Life has changed considerably since Hundleby founded Strathberry with her husband Guy. The Edinburgh-based couple launched the label in 2013 after discovering a group of leather artisans in the mountains of Spain. Inspired to share their craft, they headed home and came up with the idea of a handbag line that showcased the quality leathers at an affordable price.
“I had no fashion background whatsoever but I liked bags myself and felt that I had a good idea of what other women wanted. I always knew we didn’t want to hit the Chanel price point, because it’s so hard to be accepted. Instead it was about creating a bag my friends would buy that was pretty and sophisticated but made from gorgeous leather and beautifully presented,” Hundleby says.
“The modern woman wants a lot of choice when it comes to their bags and their wardrobe, and tend to mix and match expensive with less expensive. There was a sweet spot in the market.”

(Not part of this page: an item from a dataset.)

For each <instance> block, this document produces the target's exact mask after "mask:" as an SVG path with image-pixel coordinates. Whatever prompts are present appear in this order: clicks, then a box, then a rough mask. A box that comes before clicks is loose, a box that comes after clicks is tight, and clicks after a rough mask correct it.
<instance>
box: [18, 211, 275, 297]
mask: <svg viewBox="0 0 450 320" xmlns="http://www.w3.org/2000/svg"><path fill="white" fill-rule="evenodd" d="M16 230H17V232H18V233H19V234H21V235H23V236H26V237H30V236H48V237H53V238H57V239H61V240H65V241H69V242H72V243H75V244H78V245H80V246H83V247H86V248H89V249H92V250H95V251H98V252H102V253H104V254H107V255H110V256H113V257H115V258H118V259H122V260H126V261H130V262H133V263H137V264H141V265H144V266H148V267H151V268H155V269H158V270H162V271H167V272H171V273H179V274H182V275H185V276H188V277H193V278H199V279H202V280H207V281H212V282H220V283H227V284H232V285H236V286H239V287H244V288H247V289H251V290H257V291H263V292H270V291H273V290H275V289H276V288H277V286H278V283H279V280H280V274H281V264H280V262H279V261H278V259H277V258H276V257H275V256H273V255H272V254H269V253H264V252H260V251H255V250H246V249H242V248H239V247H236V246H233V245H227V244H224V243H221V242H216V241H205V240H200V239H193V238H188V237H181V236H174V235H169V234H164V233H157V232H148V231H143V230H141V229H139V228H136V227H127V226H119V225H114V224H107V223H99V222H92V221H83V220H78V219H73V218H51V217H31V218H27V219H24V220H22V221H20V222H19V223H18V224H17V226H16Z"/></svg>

Things got off to a rocky start. Although the brand launched with many of the same styles that are now bestsellers, the market proved tough. It wasn’t until they initiated a Kickstarter campaign that things took a turn for the better.
After a groundbreaking round of funding – “we were the biggest funded UK fashion brand ever on Kickstarter,” Hundleby says – customers started sharing pictures with their friends on social media. Soon the Hundlebys were getting orders via email, allowing them to build the business steadily both online and offline.
Leeanne then made a decision that would catapult the brand to media stardom.
“We knew the importance of influencers and KOLs [key opinion leaders] so we started reaching out to people such as stylists. When you don’t have a background in this aspect of the business, it’s extra tough because you can’t pay anyone. You just hope they love the bag enough to wear it.”
Hundleby didn’t hear anything back from anyone for months. She’d almost forgotten about the whole thing when she received a call telling her that Markle had carried their Midi tote on her first royal engagement after becoming engaged to Prince Harry. Soon everyone was on the phone asking for more, including high-profile retailers and reporters wanting to know more about the under-the-radar Scottish brand that no one had ever heard of.
“I have never met with [Markle], but of course I would love to design a bag just for her,” Hundleby says. “I have offered, but nothing yet, so I just write a thank-you note every time she carries something. I haven’t thought about what it would look like but it would match her style, which is sophisticated and chic.”
Fame has brought some challenges. Wary of being pigeonholed, Hundleby has initiated a series of collaborations with celebrities from around the world such as Korean skateboarder Ko Hyojoo. Exclusives, including a recent capsule collection with Lane Crawford – which includes the popular Nano tote in a range of exclusive colours such as orange and other bright shades – have also been beneficial.
“I started reading about other brands who were in a similar type of position but still shut down even after [Kate Middleton] wore them several times. As we have become more exposed, there’s pressure to create more volume and get the bags quicker, but we just won’t do it. We can’t, especially with our type of quality. It takes around 20 hours to make each bag and that can’t change,” Hundleby says.
For now, she is taking it one step at a time. Top of her to-do list is developing new styles – the range is currently limited to just three or four families of items and customers have been requesting something new – including a slouchy shoulder bag that will launch in the autumn.
Embellishments and new fabrics have also been key – the upcoming spring-summer collection, for example, includes tweed, a nod to the brand’s Scottish heritage. And while Hundleby has not been tempted to launch shoes yet, she does have a passion for jewellery and is looking into cashmere as another tribute to Scottish heritage.
“We always like to test the water first. That’s the beauty of being small and independent – we can take our time and really create styles we love. Hopefully one day Scotland will be recognised as a place for great fashion thanks to our efforts. Can you imagine if we ended up on a tourist map next to Edinburgh Castle? Then we really would have made it.”